Malinda: The good news is that laws and regulations will drive radical transparency, enabling access to data. Expect an increase in disclosure requirements as policymakers propose legislation that demands robust disclosures. Managing carbon emissions data across scopes is inevitable. The global regulatory environment may become more stringent, but deglobalization may create further disparity between regulatory requirements, making compliance a challenge. The revised Environmental Social Governance reporting frameworks coming from the IFRS will simplify and drive consistent reporting, causing growth of the supporting industries. Expect to see some of the most significant corporate accounting and reporting innovations in decades.
Opportunities for learning
Jason: How do you see retail and consumer goods in the context of these global trends? Are they leading or lagging? And where do you see the crossover with other industries, i.e., opportunities for collaborative learning?
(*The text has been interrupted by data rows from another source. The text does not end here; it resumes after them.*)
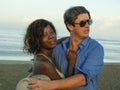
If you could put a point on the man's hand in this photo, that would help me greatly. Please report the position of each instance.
(39, 85)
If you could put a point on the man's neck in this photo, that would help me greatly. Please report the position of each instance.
(74, 43)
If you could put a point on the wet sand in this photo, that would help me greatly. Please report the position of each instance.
(12, 72)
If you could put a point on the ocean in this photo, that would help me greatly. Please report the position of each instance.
(11, 44)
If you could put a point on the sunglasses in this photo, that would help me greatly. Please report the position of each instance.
(83, 23)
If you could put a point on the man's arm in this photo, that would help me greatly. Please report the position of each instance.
(68, 83)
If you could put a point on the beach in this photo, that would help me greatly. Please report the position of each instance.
(11, 72)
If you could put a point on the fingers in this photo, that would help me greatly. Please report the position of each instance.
(33, 84)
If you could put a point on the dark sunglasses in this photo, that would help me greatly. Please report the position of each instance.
(82, 23)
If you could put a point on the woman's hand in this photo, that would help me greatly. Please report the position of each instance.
(39, 85)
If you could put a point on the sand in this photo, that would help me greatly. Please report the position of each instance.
(12, 72)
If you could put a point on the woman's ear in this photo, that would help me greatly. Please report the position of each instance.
(70, 27)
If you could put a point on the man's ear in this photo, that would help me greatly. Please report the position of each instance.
(70, 27)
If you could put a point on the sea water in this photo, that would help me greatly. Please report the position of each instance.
(11, 44)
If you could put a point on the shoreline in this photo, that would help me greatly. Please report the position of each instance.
(29, 62)
(13, 71)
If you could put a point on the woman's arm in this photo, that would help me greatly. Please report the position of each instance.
(45, 67)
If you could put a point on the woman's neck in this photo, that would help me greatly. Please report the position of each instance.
(47, 52)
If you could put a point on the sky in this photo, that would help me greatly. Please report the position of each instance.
(18, 14)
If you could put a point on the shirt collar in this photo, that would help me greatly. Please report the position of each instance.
(65, 43)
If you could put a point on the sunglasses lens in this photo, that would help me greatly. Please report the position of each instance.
(82, 23)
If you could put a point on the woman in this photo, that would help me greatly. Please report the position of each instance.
(39, 40)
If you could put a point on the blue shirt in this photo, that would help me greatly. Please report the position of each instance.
(89, 61)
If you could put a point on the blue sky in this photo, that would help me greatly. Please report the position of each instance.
(17, 14)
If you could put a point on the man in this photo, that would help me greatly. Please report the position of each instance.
(79, 57)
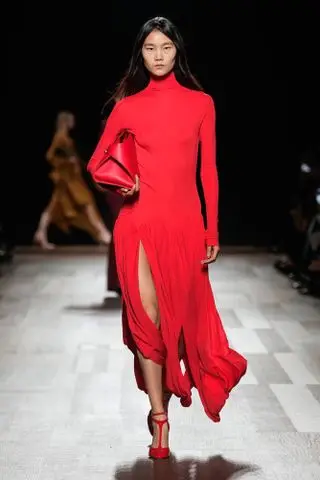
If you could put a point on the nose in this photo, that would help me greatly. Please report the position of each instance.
(158, 54)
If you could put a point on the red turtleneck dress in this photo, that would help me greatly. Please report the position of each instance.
(168, 122)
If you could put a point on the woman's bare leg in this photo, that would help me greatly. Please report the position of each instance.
(152, 372)
(41, 234)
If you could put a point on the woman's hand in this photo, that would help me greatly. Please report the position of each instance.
(128, 193)
(212, 253)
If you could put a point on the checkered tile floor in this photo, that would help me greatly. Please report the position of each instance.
(69, 407)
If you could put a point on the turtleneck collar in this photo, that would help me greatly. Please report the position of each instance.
(163, 83)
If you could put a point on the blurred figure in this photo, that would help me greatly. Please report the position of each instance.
(72, 203)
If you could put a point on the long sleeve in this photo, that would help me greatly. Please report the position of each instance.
(112, 127)
(209, 174)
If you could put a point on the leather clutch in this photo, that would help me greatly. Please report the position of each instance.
(118, 167)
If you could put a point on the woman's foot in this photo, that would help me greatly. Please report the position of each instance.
(41, 239)
(166, 399)
(160, 443)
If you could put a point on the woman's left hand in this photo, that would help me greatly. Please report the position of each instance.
(212, 253)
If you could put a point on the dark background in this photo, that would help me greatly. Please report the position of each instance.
(258, 59)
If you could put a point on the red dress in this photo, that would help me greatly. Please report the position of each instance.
(168, 122)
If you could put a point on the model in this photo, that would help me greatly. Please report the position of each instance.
(72, 203)
(170, 320)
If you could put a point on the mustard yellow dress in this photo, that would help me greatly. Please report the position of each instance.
(71, 194)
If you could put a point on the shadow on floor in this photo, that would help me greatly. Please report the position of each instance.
(109, 303)
(215, 468)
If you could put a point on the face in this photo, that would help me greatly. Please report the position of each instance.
(159, 53)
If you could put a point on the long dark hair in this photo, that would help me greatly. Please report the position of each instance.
(137, 77)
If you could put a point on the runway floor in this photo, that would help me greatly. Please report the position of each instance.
(69, 406)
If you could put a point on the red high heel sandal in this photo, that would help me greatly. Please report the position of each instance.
(159, 452)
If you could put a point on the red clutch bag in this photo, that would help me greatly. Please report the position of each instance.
(119, 165)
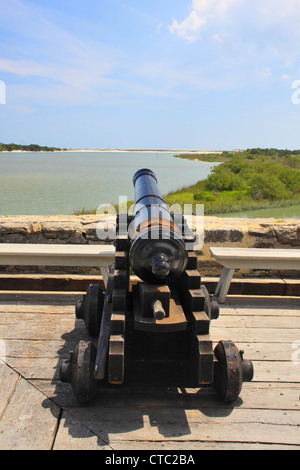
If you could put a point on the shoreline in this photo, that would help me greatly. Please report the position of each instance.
(190, 152)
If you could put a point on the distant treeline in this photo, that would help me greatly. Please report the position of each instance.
(26, 148)
(246, 179)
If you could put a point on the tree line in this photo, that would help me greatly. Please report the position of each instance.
(26, 148)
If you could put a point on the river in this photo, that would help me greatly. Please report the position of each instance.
(49, 183)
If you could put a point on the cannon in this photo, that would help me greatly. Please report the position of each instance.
(150, 327)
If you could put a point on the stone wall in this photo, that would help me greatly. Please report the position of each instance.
(259, 233)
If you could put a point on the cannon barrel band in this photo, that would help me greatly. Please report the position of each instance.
(157, 254)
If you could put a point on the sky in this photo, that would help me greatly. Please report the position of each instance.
(150, 74)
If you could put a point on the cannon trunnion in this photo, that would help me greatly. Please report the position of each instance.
(152, 331)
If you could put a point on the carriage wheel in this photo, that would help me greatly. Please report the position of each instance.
(228, 371)
(84, 385)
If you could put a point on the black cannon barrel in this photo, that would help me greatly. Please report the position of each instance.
(157, 253)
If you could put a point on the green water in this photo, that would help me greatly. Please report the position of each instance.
(64, 182)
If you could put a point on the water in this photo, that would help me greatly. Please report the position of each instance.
(291, 212)
(45, 183)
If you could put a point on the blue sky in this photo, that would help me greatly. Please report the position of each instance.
(152, 74)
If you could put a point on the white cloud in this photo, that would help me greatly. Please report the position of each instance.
(204, 12)
(241, 15)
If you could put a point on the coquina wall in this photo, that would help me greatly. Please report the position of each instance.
(259, 233)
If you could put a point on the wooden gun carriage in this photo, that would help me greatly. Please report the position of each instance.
(154, 332)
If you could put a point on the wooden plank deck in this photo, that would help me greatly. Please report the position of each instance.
(38, 329)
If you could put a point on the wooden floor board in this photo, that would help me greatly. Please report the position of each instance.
(38, 329)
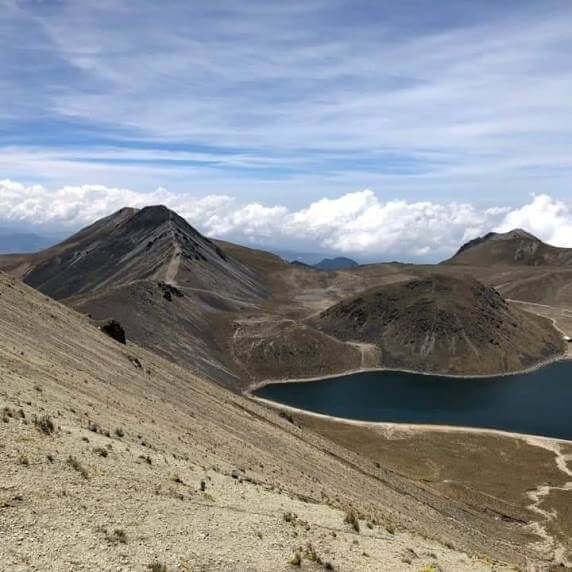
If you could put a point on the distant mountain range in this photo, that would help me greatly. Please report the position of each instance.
(235, 314)
(11, 242)
(516, 247)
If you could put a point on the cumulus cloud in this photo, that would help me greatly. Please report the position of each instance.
(544, 217)
(357, 223)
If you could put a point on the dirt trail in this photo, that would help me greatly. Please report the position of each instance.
(537, 496)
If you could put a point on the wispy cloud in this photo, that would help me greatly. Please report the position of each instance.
(453, 101)
(356, 223)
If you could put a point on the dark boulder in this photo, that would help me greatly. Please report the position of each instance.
(114, 330)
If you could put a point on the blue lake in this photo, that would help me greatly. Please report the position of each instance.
(538, 402)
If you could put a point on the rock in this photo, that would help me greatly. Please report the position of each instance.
(114, 330)
(169, 291)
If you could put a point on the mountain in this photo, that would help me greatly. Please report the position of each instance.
(443, 323)
(516, 247)
(113, 457)
(159, 277)
(95, 435)
(338, 263)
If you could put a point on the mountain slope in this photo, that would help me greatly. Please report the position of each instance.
(165, 282)
(98, 438)
(153, 243)
(443, 323)
(338, 263)
(516, 247)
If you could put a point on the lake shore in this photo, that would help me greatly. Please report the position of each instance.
(253, 387)
(413, 427)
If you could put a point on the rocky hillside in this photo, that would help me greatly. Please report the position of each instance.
(159, 277)
(115, 459)
(338, 263)
(516, 247)
(153, 243)
(443, 323)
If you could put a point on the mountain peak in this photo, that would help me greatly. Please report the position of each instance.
(514, 247)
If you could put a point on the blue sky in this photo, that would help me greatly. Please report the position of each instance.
(281, 105)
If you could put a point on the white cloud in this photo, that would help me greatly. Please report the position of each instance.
(544, 217)
(357, 223)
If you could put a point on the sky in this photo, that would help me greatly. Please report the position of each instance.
(378, 129)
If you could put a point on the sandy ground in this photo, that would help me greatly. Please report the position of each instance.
(112, 458)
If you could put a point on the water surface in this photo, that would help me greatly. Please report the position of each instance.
(538, 402)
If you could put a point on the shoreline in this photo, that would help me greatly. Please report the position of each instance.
(256, 385)
(413, 427)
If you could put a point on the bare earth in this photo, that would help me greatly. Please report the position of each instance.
(115, 482)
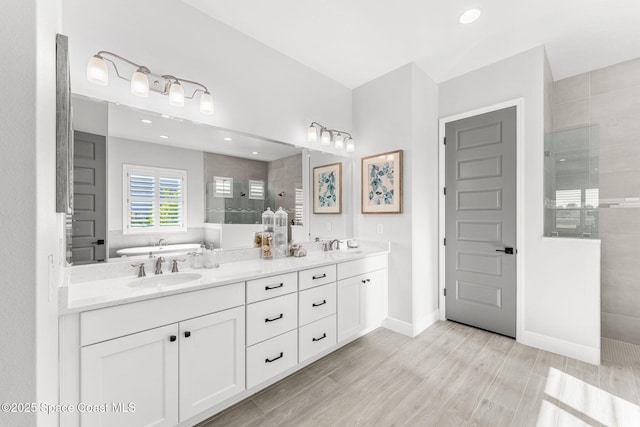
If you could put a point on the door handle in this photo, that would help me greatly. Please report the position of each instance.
(508, 251)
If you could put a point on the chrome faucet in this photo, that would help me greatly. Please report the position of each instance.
(140, 267)
(159, 262)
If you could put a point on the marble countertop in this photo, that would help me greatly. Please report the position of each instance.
(93, 294)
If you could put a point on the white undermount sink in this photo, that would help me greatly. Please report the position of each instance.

Malinda: The fashion industry is the go-to for success and failure in sustainable business. Fashion is a snarled, dirty, fractured supply chain with the hardest workers and problem solvers in industry. The fashion industry is heavily invested in creating positive, transformative change, doing the challenging work of analyzing data and engaging suppliers to solve problems. Systemic steps are being made to create circular economies through product design and processing. Innovative technologies are being developed that reduce the environmental impacts of production.
The industry is also rife with sustainability laggers. The clever work is not all-pervasive, but fashion still sets an example for all CPG and retailers.
Brands and retailers must engage consumers to change buying, usage and disposal habits. Quality should improve and quantity should go down. We need more insourcing. Plastic packaging will be a big issue, forever. Transportation and logistics are messy, as products re-circumvent the planet in the supply chain. Worker rights remain a massive problem. Greenwashing remains a grandiose thing because it is fashionable to be “green.”
We need to increase collaboration across industries because of limited institutional knowledge. Partnering with oil and gas, agriculture, utilities, advanced data analysts and carbon specialists will help answer the tough, inaccessible questions and make considerable systemic changes.
Environmental, social and governance
Jason: Why is the topic of ESG so important in the consideration of sustainability, and how do you see analytics helping?
Malinda: ESG regulation is the most tremendous boon to the sustainability industry. Auditable data should increase disclosure and transparency, reducing greenwashing. If Gensler’s SEC requires Scope 3 reporting, the insights will drive change in business decisions. Remember, Scope 3 emissions usually account for more than 70% of a business’s carbon footprint; companies must tackle Scope 3 emissions to limit global warming to 1.5 C.
Sustainability starts with data. Benchmark everything, develop KPIs and improve continuously through analytics. The environmental side of sustainability is built on this approach – meter reading, test reports, etc. We can measure social impacts and improve them with data analytics, IoT, ML and AI. If we look at the third aspect as governance, SAS has been ensuring quality governance solutions for many years.
Data for sustainability
Jason: What exciting examples across SAS have you seen that tackle the question of sustainability and environment in unique and interesting ways?
Malinda: The heart of sustainability lies within environmental justice and distributive justice. At SAS, the brilliant work done in government and Data for Good does just that. Our data analytics has improved social equity in municipalities, distributed benefits equitably, contributed to humanitarian relief efforts, and helped overcome racial disparities. Environmentally speaking, SAS has helped mitigate water impacts from climate change, sorted logistics snarls and helped with California wildfires, to name but a few.